Anasthapyah – persons unsuited for decoction enema – Niruha Basti Ayogya

निरन्नाः कृतवमनविरेचननस्यप्रसक्त सकविषूचिकामातीसारारोचका अनास्थाप्यास्त्वस्निग्धोत्क्लिष्टदोषक्षतोरस्कातिकृशा च्छर्दिनिष्ठीविकाकासश्वासहिक्कार्शोबद्धच्छिद्रदकोदराध्मानाल ल्पाग्निगुदशोफकुष्ठमधुमेहार्ता:। गर्भिणी चाप्रवृत्तेष्टममासा। तत्रातिस्निग्धोत्क्लिष्टदोषयोर्दोषा नुत्क्लेश्योदरं मूर्च्छा श्वयथुं वा निरूहो जनयेत् । क्षतोरस्कस्यातिकृशस्य च क्षोभमापन्नः शरीरमाशु पीडयेत् । अनिरन्नस्य वक्ष्यते । कूतवमनविरेकयोस्तु रिक्तं देहं क्षतं क्षार इव दहेत् स्नेहबस्तिस्तु सद्योऽग्निमवसाद्यश्लेष्मामयाय स्यात् ॥१२॥

The following persons should not be given Asthapana (decoction enema) :those who have too much of lubrication in their body, in whom the doshas are slightly increased, who have injury in their chest, the very emaciated, those who have no food, those who have undergone emesis, purgation, nasal medication therapies, who are having bouts of vomiting, expectoration, cough, dyspnoea, hiccup; those suffering from haemorrhoids, abdominal enlargement due to intestinal obstruction, perforation and accumulation of fluid; flatulance, long stasis of food inside the stomach withouth digestion, vomiting and diarrhoea concurrently, diarrhoea caused by undigested materials, loss of appetite, indigestion, swelling of rectum, leprosy (and other skin diseases), diabetes and the pregnant woman who is not in her eight month.

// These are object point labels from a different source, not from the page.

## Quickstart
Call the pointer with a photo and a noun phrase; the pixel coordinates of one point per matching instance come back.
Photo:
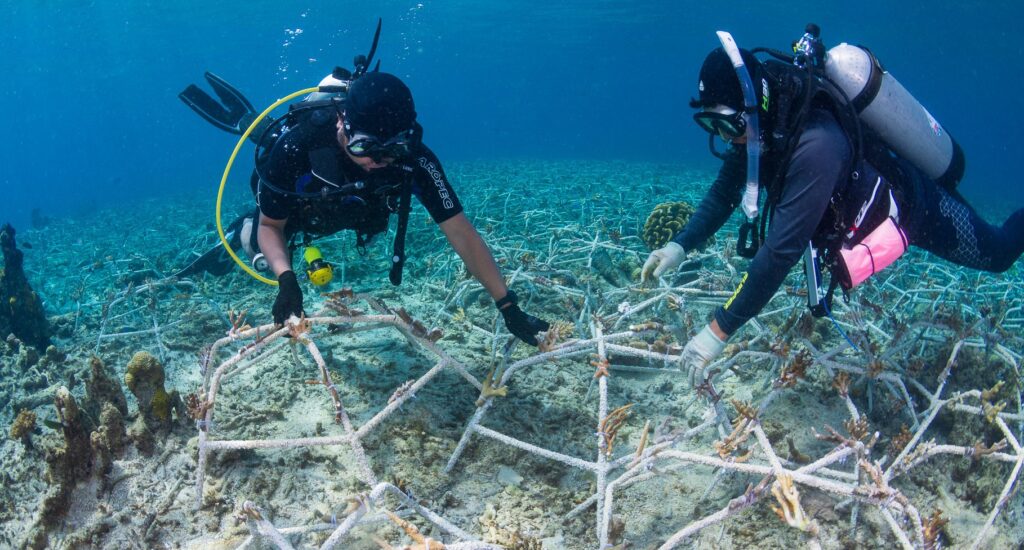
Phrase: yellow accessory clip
(320, 271)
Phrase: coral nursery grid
(926, 346)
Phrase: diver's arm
(718, 204)
(270, 237)
(474, 253)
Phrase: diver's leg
(951, 229)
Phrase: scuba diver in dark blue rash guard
(344, 162)
(837, 192)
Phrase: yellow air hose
(227, 170)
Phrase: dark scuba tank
(889, 110)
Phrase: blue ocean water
(92, 117)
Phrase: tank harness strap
(404, 206)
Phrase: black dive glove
(289, 300)
(519, 323)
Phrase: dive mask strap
(750, 202)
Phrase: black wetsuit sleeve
(718, 204)
(432, 187)
(820, 163)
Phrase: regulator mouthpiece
(317, 269)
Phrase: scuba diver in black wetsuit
(838, 193)
(344, 160)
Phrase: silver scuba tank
(888, 109)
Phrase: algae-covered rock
(20, 310)
(23, 426)
(109, 439)
(101, 388)
(75, 462)
(664, 222)
(69, 463)
(144, 378)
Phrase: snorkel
(750, 202)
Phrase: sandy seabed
(857, 448)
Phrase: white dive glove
(698, 353)
(663, 259)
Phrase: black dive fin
(228, 114)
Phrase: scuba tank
(899, 120)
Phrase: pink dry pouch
(875, 253)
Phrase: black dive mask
(399, 146)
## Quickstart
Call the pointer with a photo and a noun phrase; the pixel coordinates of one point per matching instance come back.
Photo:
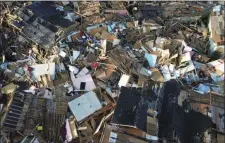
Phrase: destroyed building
(100, 72)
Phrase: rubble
(99, 72)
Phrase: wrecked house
(99, 72)
(40, 26)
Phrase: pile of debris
(99, 72)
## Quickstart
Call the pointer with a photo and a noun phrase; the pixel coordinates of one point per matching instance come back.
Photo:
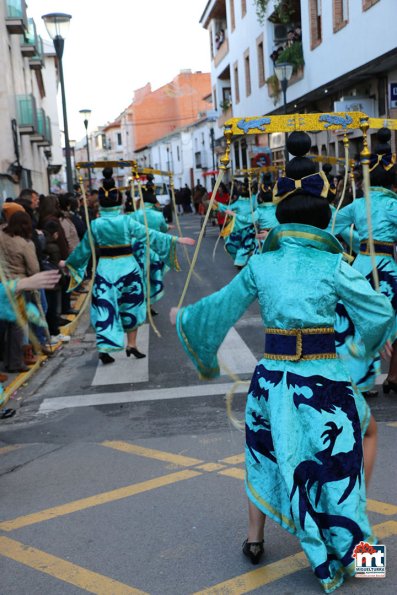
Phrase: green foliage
(261, 7)
(274, 86)
(284, 10)
(294, 55)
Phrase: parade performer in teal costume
(239, 233)
(264, 217)
(384, 230)
(155, 220)
(118, 303)
(13, 305)
(305, 423)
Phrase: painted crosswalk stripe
(126, 370)
(137, 396)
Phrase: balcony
(222, 52)
(226, 115)
(29, 40)
(26, 114)
(201, 160)
(16, 19)
(36, 62)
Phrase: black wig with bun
(265, 192)
(379, 176)
(108, 195)
(301, 207)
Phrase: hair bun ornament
(327, 167)
(107, 172)
(383, 135)
(298, 143)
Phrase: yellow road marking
(5, 449)
(234, 460)
(151, 453)
(244, 583)
(381, 507)
(98, 499)
(63, 570)
(233, 472)
(210, 467)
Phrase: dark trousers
(13, 354)
(52, 296)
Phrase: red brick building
(154, 114)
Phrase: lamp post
(57, 25)
(86, 115)
(72, 144)
(283, 72)
(212, 135)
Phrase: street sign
(393, 94)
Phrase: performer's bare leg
(131, 345)
(256, 523)
(370, 444)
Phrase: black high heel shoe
(106, 358)
(389, 386)
(134, 351)
(254, 550)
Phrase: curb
(67, 330)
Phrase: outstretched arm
(203, 326)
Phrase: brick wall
(368, 3)
(315, 24)
(339, 18)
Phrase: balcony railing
(16, 19)
(26, 114)
(43, 137)
(29, 40)
(222, 52)
(36, 62)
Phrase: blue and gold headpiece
(387, 160)
(314, 184)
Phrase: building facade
(344, 58)
(29, 144)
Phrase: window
(315, 23)
(232, 17)
(340, 14)
(369, 3)
(236, 84)
(261, 61)
(247, 72)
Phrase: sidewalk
(15, 381)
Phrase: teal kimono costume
(384, 228)
(158, 268)
(239, 234)
(304, 420)
(118, 298)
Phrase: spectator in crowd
(19, 253)
(187, 199)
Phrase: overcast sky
(114, 47)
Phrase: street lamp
(72, 144)
(212, 135)
(57, 25)
(283, 72)
(86, 115)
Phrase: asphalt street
(129, 478)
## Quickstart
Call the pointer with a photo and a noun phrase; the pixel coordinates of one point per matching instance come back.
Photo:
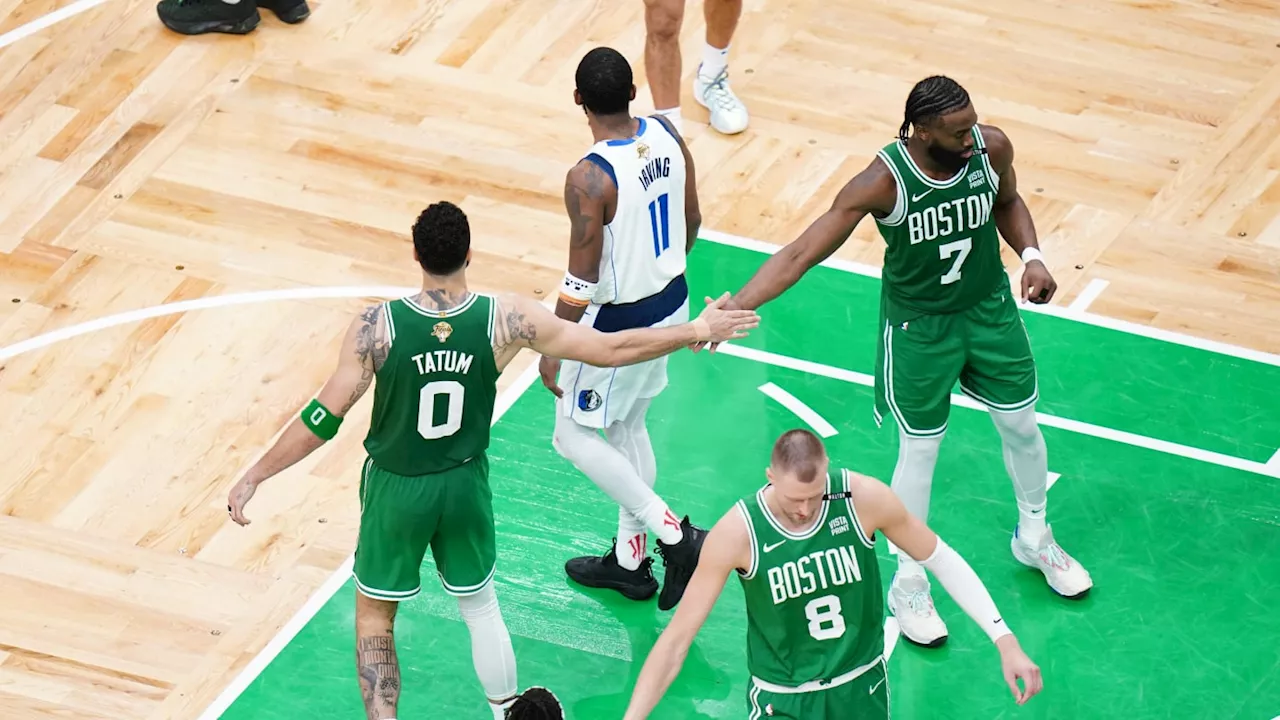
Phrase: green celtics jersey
(942, 250)
(814, 602)
(434, 393)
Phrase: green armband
(320, 420)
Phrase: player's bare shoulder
(1000, 149)
(371, 340)
(873, 190)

Niruha basti (dectection enema) administered to those who have too much of lubrication, in whom doshas are increased slightly, will produce enlargment of abdomen, fainting or dropsy by further increase of the doshas. It will cause many troubles to the body in person who have injury in the chest and who very emaciated; of the person who is not having food will be described later; in person who had emesis and purgation therapies, it causes burning sensation in the empty organs just like alkalies cause burning in the wounds; in those who had a decoction enema, administration of another oleation enema (on the same day) will decrease the digestive activity and gives rise to diseases of kapha origin. (12)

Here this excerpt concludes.